TOEFLFor my corpus, I used material from both the older CBT (Computer Based Test) and the current iBT (Internet Based Test). I found most of the materials online for free. Some were already in plain text format, but most were PDFs and required Optical Character Recognition (OCR) to convert to plain text. I used ABBYY’s FineReader Pro for Mac, but there are plenty of other options out there too. Some files were Microsoft Word format (.doc/.docx), and MacOS X’s batch conversion utility came in hand for these. I included model answers, listening transcripts, reading passages and multiple choice questions (prompts, distractors and answers). I tried to exclude explanations, advice and instructions from the authors and/or publishers.

Ultimately, I ended up with corpus just shy of a million words (959,124 to be precise).
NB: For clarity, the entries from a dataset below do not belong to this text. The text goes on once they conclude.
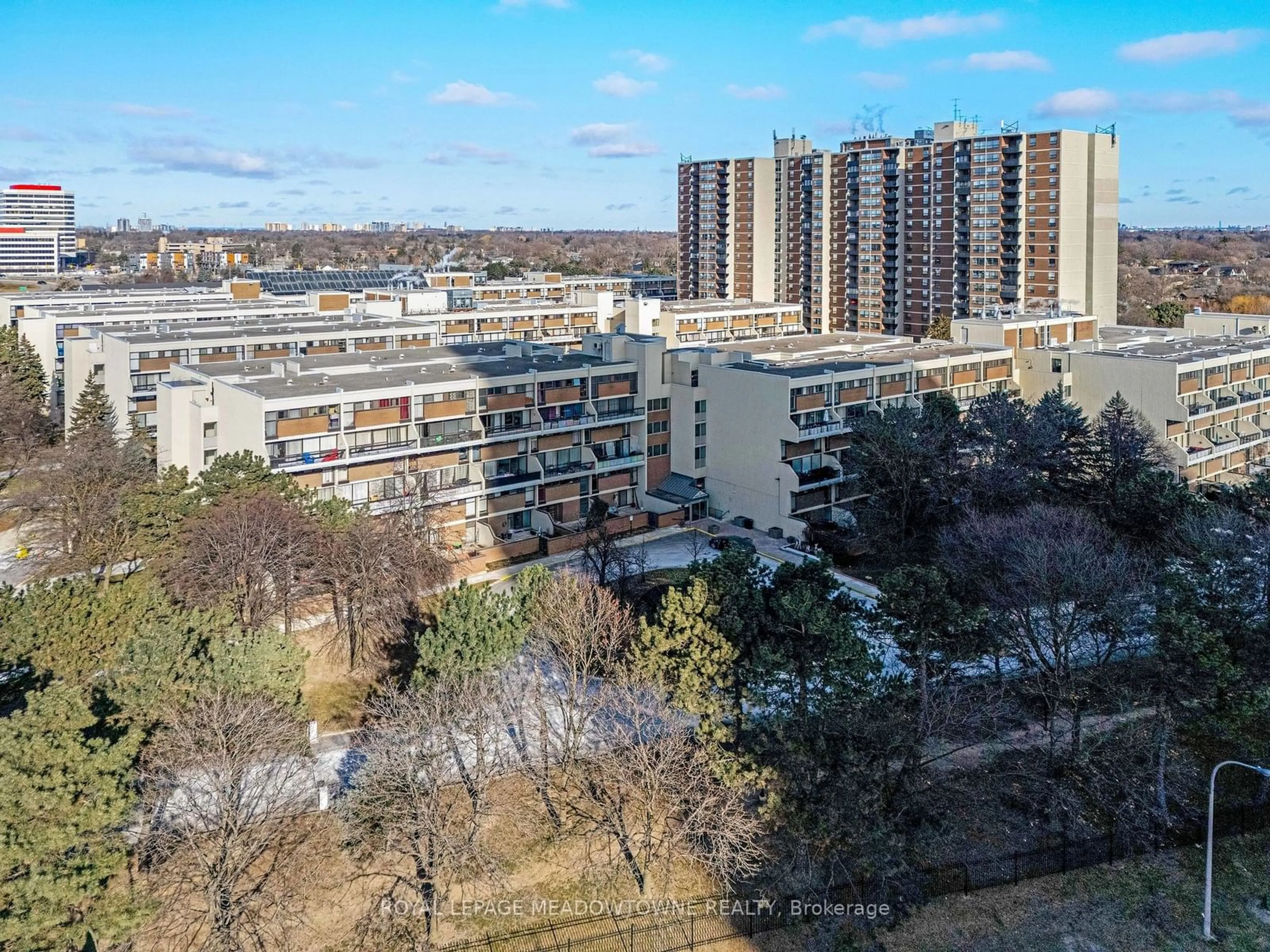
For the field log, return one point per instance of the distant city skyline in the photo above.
(573, 113)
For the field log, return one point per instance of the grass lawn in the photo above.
(1154, 903)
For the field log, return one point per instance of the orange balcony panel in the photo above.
(619, 480)
(561, 491)
(506, 402)
(507, 504)
(618, 389)
(605, 433)
(556, 441)
(443, 409)
(303, 426)
(562, 395)
(381, 417)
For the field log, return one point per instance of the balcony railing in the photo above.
(619, 414)
(440, 440)
(511, 479)
(568, 422)
(614, 462)
(817, 429)
(379, 449)
(512, 428)
(564, 470)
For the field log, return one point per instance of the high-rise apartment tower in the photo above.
(887, 234)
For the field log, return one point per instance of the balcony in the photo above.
(818, 429)
(376, 449)
(820, 476)
(511, 479)
(614, 462)
(440, 440)
(633, 412)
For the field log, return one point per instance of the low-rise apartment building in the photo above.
(710, 322)
(508, 441)
(49, 327)
(131, 361)
(1207, 397)
(761, 428)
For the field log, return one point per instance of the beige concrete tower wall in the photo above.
(182, 412)
(1074, 220)
(1104, 220)
(82, 355)
(745, 474)
(1149, 385)
(765, 230)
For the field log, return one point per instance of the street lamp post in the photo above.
(1208, 865)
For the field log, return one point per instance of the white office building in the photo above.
(37, 229)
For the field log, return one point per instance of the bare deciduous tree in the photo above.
(375, 569)
(652, 795)
(578, 636)
(422, 798)
(229, 851)
(1065, 597)
(253, 550)
(70, 500)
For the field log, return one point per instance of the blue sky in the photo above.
(572, 113)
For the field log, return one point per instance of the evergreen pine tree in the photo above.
(474, 630)
(93, 414)
(21, 366)
(686, 654)
(66, 799)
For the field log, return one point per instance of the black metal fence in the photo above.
(704, 922)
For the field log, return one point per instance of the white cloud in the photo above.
(463, 93)
(187, 157)
(1008, 60)
(611, 140)
(1191, 46)
(1078, 102)
(869, 32)
(22, 134)
(1184, 102)
(652, 63)
(619, 84)
(454, 153)
(761, 93)
(150, 112)
(1240, 111)
(882, 80)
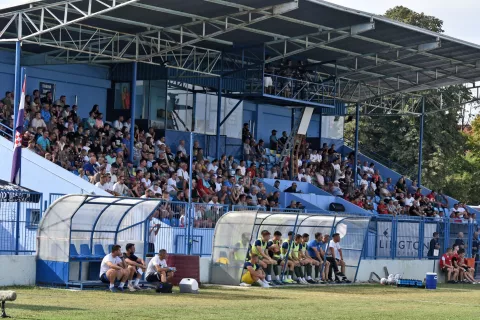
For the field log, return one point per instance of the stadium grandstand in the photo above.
(214, 130)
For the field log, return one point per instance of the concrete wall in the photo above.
(42, 175)
(18, 270)
(409, 269)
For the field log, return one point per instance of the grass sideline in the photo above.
(330, 302)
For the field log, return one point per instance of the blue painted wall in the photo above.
(88, 83)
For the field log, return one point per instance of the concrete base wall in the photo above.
(409, 269)
(18, 270)
(21, 270)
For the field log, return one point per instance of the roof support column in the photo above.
(133, 96)
(190, 210)
(18, 83)
(420, 145)
(357, 124)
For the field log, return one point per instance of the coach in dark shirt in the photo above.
(434, 245)
(459, 241)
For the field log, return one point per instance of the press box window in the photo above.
(33, 218)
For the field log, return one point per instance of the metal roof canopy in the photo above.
(375, 56)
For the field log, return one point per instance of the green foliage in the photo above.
(406, 15)
(446, 163)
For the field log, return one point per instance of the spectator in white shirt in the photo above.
(272, 173)
(38, 121)
(102, 184)
(213, 166)
(114, 268)
(120, 189)
(218, 184)
(242, 167)
(181, 148)
(155, 188)
(182, 175)
(118, 124)
(158, 270)
(364, 181)
(172, 184)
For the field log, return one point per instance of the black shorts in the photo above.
(104, 278)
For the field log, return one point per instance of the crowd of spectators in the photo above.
(98, 152)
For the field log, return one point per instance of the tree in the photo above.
(397, 137)
(406, 15)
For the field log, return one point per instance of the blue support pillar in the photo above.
(219, 116)
(190, 215)
(133, 103)
(320, 132)
(420, 145)
(292, 123)
(357, 123)
(18, 83)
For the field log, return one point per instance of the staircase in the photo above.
(41, 175)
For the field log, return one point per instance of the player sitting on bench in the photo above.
(273, 247)
(260, 249)
(158, 270)
(253, 273)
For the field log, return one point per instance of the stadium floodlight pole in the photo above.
(190, 214)
(18, 83)
(133, 95)
(357, 124)
(420, 145)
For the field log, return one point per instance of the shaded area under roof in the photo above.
(374, 55)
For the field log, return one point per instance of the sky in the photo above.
(460, 17)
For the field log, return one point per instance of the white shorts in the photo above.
(267, 82)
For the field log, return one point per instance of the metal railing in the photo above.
(6, 131)
(20, 214)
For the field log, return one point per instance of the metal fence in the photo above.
(182, 228)
(20, 214)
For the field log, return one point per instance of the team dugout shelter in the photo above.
(77, 231)
(232, 226)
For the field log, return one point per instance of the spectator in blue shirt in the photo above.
(91, 167)
(43, 142)
(45, 112)
(390, 186)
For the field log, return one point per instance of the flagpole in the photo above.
(23, 78)
(18, 131)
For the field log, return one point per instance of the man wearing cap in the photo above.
(120, 189)
(91, 167)
(274, 141)
(102, 184)
(116, 140)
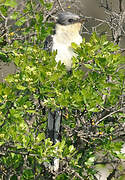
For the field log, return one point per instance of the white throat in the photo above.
(62, 40)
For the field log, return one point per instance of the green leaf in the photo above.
(11, 3)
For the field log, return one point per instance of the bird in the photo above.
(67, 31)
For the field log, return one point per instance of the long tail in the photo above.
(54, 130)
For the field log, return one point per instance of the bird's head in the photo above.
(68, 18)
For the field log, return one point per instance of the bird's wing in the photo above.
(48, 44)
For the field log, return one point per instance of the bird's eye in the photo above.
(71, 20)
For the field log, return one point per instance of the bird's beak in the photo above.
(82, 19)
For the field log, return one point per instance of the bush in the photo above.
(92, 104)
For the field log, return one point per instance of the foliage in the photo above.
(92, 104)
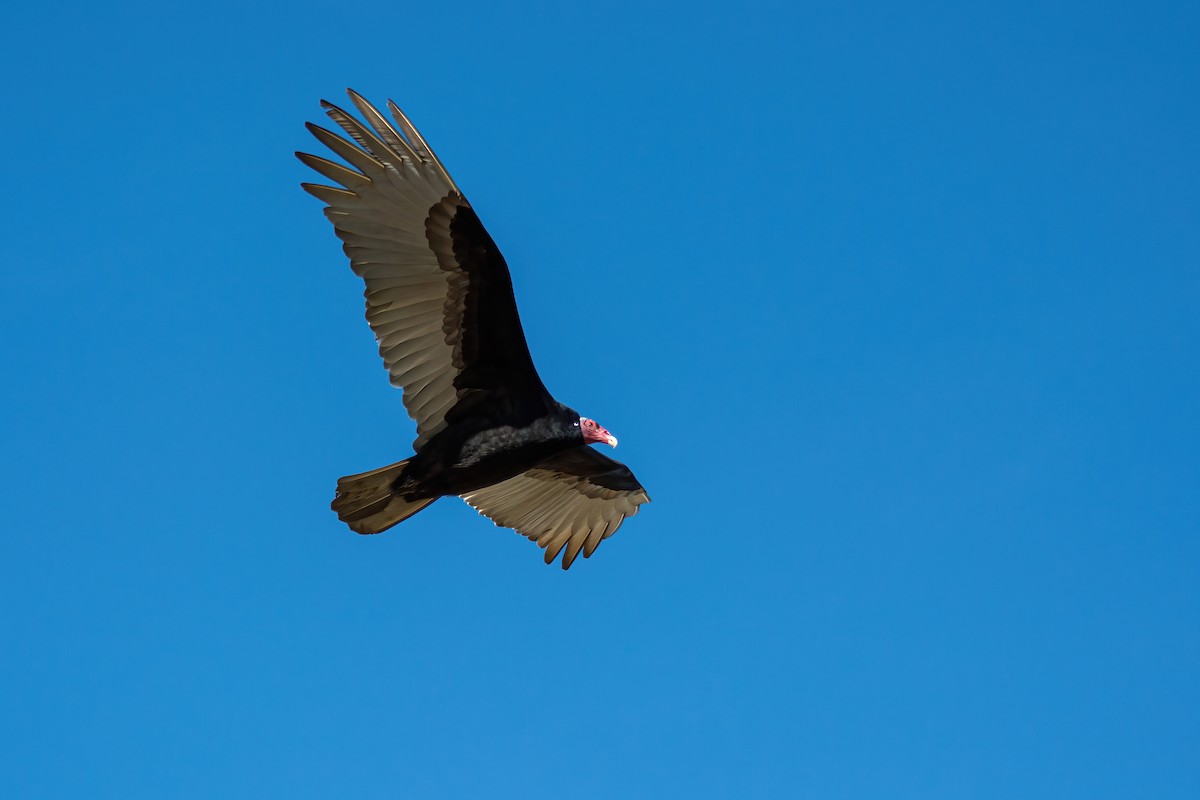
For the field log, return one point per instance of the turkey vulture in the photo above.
(439, 300)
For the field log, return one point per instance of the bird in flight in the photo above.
(439, 301)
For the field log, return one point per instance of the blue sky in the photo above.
(893, 307)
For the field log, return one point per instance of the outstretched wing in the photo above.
(575, 500)
(439, 298)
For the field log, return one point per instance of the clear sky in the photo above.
(893, 307)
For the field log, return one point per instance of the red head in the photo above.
(594, 432)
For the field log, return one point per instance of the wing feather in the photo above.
(567, 504)
(438, 293)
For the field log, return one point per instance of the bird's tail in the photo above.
(366, 503)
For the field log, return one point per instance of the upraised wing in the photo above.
(573, 500)
(439, 296)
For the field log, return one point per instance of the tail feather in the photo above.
(366, 503)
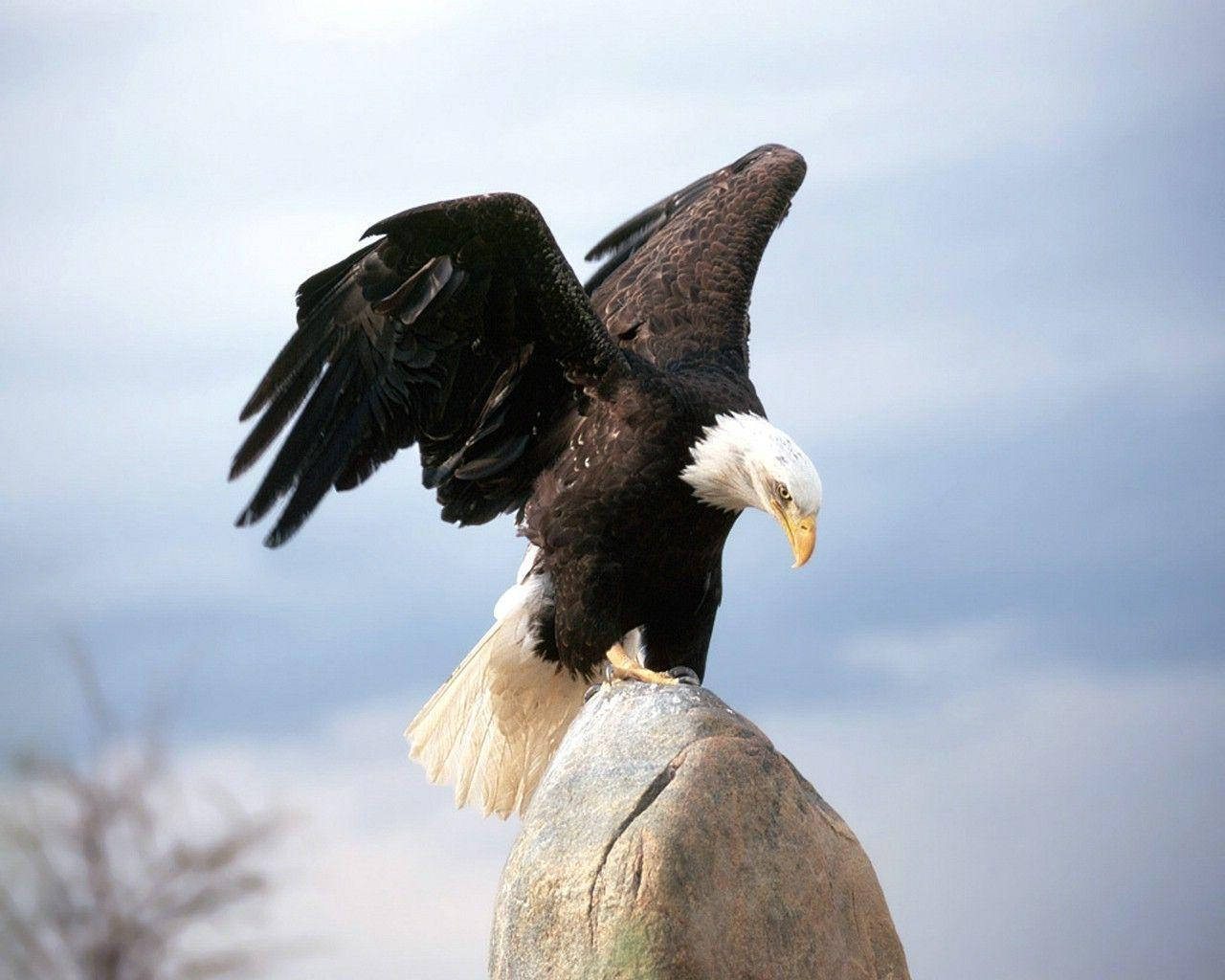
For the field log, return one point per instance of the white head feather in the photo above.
(743, 460)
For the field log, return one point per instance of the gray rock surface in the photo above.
(670, 839)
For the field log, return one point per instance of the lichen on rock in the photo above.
(670, 839)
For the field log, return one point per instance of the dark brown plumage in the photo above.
(463, 329)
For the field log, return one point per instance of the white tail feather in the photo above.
(494, 725)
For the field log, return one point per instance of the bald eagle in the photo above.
(616, 421)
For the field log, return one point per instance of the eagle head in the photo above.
(743, 460)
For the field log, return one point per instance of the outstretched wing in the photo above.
(463, 329)
(677, 277)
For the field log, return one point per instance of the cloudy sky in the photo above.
(993, 318)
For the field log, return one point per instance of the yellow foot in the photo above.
(624, 668)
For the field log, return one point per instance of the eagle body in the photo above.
(622, 538)
(615, 419)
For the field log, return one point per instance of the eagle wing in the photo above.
(463, 329)
(677, 277)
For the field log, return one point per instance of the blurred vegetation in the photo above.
(112, 870)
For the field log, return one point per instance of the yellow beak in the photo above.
(801, 534)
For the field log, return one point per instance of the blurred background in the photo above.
(993, 319)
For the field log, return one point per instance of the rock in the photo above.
(670, 839)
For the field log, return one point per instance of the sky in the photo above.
(992, 318)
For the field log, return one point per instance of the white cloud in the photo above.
(1042, 826)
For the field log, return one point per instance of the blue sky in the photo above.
(993, 318)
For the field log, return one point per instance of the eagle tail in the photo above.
(493, 727)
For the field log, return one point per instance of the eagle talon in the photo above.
(685, 675)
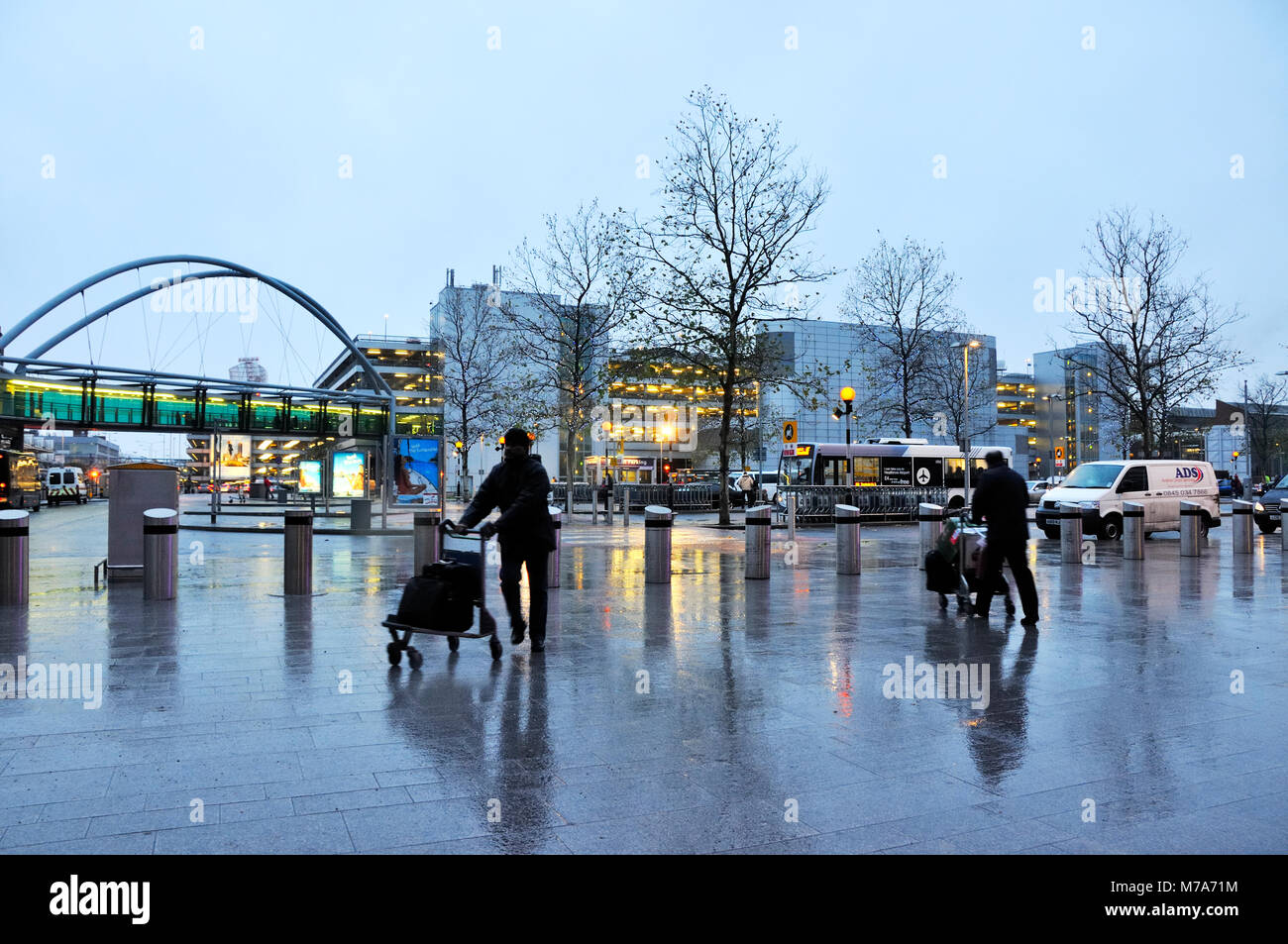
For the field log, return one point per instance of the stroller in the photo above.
(943, 575)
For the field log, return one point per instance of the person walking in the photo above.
(1003, 501)
(518, 487)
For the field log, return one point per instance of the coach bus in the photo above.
(884, 464)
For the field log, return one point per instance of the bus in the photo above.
(884, 464)
(20, 480)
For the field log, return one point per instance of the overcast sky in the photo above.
(236, 149)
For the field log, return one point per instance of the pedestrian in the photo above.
(518, 487)
(1003, 501)
(747, 485)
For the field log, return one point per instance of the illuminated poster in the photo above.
(348, 474)
(235, 459)
(310, 476)
(416, 471)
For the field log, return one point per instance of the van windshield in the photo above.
(1093, 476)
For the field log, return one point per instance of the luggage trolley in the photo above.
(468, 550)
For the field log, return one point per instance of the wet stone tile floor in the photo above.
(712, 715)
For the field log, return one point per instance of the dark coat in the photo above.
(1003, 500)
(519, 488)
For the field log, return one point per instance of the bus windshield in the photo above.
(1093, 476)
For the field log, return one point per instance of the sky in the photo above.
(224, 129)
In general, bigger is better when it comes to corpus research. The TOEIC Service List (TSL) utilizes a corpus of about 1.5 million words, so my TOEFL corpus seems roughly comparable to this.

Step 2: Count the number of occurrences of each word

I used some custom PHP code to process my corpus data (although Python is probably more suited for corpus analysis). I lemmatized each token where possible using Yasumasa Someya’s list of lemmas. I then cross referenced each lemma occurrence with the NGSL, NAWL and TSL. Finally, I exported to a CSV, and ended up with 13,287 rows of data.

Step 3: Curate the final list

For my final list I removed any words which also appear on the NGSL, any contractions (e.g. “Don’t”,”I’m”,”that’s”), any numbers written in word form (e.g. “two”,”million”), any vocalizations (e.g. “uh”,”oh”), any ordinals (e.g. “first”,”second”,”third”), any proper nouns (“James”, “Elizabeth”, “America”, “San Francisco”, “New York”), and any words with fewer than 5 occurrences in the corpus. Next, I ran the list through a spell checker, and excluded any unrecognized words. I also excluded any non-lexical words, to leave a list consisting only of nouns, verbs, adjectives and adverbs.